The question consisted of three parts (production, release and fate of noradrenaline). The 
context was the sympathetic nerve terminal. The synthesis of Noradrenaline from Tyrosine was 
expected. Better answers mentioned the roles of Tyrosine Hydrolase, DOPA Decarboxylase and 
DOPA Beta-hydroxylase. Candidates were expected to describe the storage of Noradrenaline in 
vesicles and Ca++-mediated exocytosis in response to an action potential. Noradrenaline binds to 
post-synaptic and pre-synaptic receptors.
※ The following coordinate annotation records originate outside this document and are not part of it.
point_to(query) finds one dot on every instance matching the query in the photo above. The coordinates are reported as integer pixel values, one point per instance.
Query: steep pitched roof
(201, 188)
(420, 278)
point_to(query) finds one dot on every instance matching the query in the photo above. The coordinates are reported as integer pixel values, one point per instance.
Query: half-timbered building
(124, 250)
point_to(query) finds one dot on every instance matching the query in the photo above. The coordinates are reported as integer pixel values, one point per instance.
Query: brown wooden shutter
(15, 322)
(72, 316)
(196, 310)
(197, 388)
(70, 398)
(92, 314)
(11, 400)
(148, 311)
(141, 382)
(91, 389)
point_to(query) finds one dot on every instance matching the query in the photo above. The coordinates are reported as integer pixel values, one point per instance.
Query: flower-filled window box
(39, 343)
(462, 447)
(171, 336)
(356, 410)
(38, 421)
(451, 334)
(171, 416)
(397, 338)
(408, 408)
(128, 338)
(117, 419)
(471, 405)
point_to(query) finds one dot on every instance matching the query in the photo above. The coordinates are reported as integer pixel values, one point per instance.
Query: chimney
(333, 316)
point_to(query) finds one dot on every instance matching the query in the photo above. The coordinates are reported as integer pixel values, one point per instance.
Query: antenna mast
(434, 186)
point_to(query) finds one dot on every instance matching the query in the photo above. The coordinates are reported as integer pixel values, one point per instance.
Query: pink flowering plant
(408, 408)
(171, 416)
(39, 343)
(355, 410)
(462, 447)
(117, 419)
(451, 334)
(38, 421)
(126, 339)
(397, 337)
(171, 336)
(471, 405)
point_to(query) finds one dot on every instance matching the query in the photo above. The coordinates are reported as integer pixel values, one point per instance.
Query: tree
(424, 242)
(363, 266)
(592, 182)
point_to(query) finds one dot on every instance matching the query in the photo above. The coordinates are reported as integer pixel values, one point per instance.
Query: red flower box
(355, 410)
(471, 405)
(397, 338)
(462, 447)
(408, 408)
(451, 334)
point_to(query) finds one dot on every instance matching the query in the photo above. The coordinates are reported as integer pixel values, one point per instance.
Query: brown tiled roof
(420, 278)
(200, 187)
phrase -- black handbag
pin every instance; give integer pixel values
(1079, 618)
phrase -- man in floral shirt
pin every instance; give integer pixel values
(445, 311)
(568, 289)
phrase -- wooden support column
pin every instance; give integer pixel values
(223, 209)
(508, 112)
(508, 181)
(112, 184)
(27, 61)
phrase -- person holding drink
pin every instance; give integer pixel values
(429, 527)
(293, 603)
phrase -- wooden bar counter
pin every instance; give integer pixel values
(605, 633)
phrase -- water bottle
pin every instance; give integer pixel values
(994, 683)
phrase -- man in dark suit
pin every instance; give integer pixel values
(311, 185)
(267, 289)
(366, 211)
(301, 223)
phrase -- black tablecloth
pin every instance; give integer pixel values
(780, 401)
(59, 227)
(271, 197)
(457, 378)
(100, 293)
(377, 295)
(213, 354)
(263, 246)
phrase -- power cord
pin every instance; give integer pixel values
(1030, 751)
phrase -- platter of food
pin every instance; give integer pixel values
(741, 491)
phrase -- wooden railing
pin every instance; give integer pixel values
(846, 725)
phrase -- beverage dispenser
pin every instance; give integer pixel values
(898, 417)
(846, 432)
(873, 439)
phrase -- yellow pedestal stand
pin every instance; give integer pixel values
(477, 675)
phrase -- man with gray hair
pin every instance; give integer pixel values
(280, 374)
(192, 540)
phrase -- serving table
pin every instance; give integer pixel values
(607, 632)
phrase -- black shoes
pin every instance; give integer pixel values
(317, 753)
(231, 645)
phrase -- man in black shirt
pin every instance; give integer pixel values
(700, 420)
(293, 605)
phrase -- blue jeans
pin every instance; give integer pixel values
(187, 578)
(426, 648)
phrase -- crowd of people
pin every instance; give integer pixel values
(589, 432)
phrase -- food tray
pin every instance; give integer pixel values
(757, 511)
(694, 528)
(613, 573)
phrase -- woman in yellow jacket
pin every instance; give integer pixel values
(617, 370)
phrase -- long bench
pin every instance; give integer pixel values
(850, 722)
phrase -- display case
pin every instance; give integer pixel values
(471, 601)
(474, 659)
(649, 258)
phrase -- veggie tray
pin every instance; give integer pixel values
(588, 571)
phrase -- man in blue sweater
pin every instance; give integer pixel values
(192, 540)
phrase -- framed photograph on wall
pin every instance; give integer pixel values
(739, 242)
Re-uptake, metabolism by MAO and COMT, and 
diffusion away from the synaptic cleft should have been discussed. An accurate diagram could 
be used to enhance the answer. 

Discussion

Production

  • Phenylalanine is transformed into tyrosine in the liver by phenylalanine hydroxylase, or it is ingested normally in the diet.
  • Tyrosine is converted by tyrosine hydroxylase into L-DOPA, and this is a rate-limiting step in the synthetic pathway.
  • L-DOPA (Levo-DihydrOxyPhenylAlanine) is transformed into dopamine by dopa decarboxylase, with vitamin B6 as a co-factor
  • Dopamine is then transformed into noradrenaline by dopamine-β-hydroxylase
  • Noradrenaline is N-methylated by phenylethanolamine N-methyltransferase in the chromaffin cells of the adrenal medulla to make adrenaline.
  • Noradrenaline is stored in presynaptic vesicles

Release

  • Depolarisation of the presynaptic membrane leads to calcium influx through voltage-gated N-type calcium channels
  • The calcium influx then activates the vesicle fusion proteins SNAP-25, syntaxin and synaptobrevin.
  • vesicles fuse with the presynaptioc membrane, and exocytosis results. 

Fate

  • Metabolised by MAO-A, MAO-B and COMT
  • Monoamine Oxidase (MAO)
    • Concentrated in the liver and kidney, but otherwise present all over the body
    • Present mainly in the outer mitochondrial surface
    • Present in sympathetic nerve terminals, and metabolises released neurotransmitter
  • Catechol -O- methyltransferase (COMT):
    • Concentrated in the liver and kidney, but otherwise present all over the body
    • Present mainly in the cytoplasm

References

Eisenhofer, Graeme, Irwin J. Kopin, and David S. Goldstein. "Catecholamine metabolism: a contemporary view with implications for physiology and medicine." Pharmacological reviews 56.3 (2004): 331-349.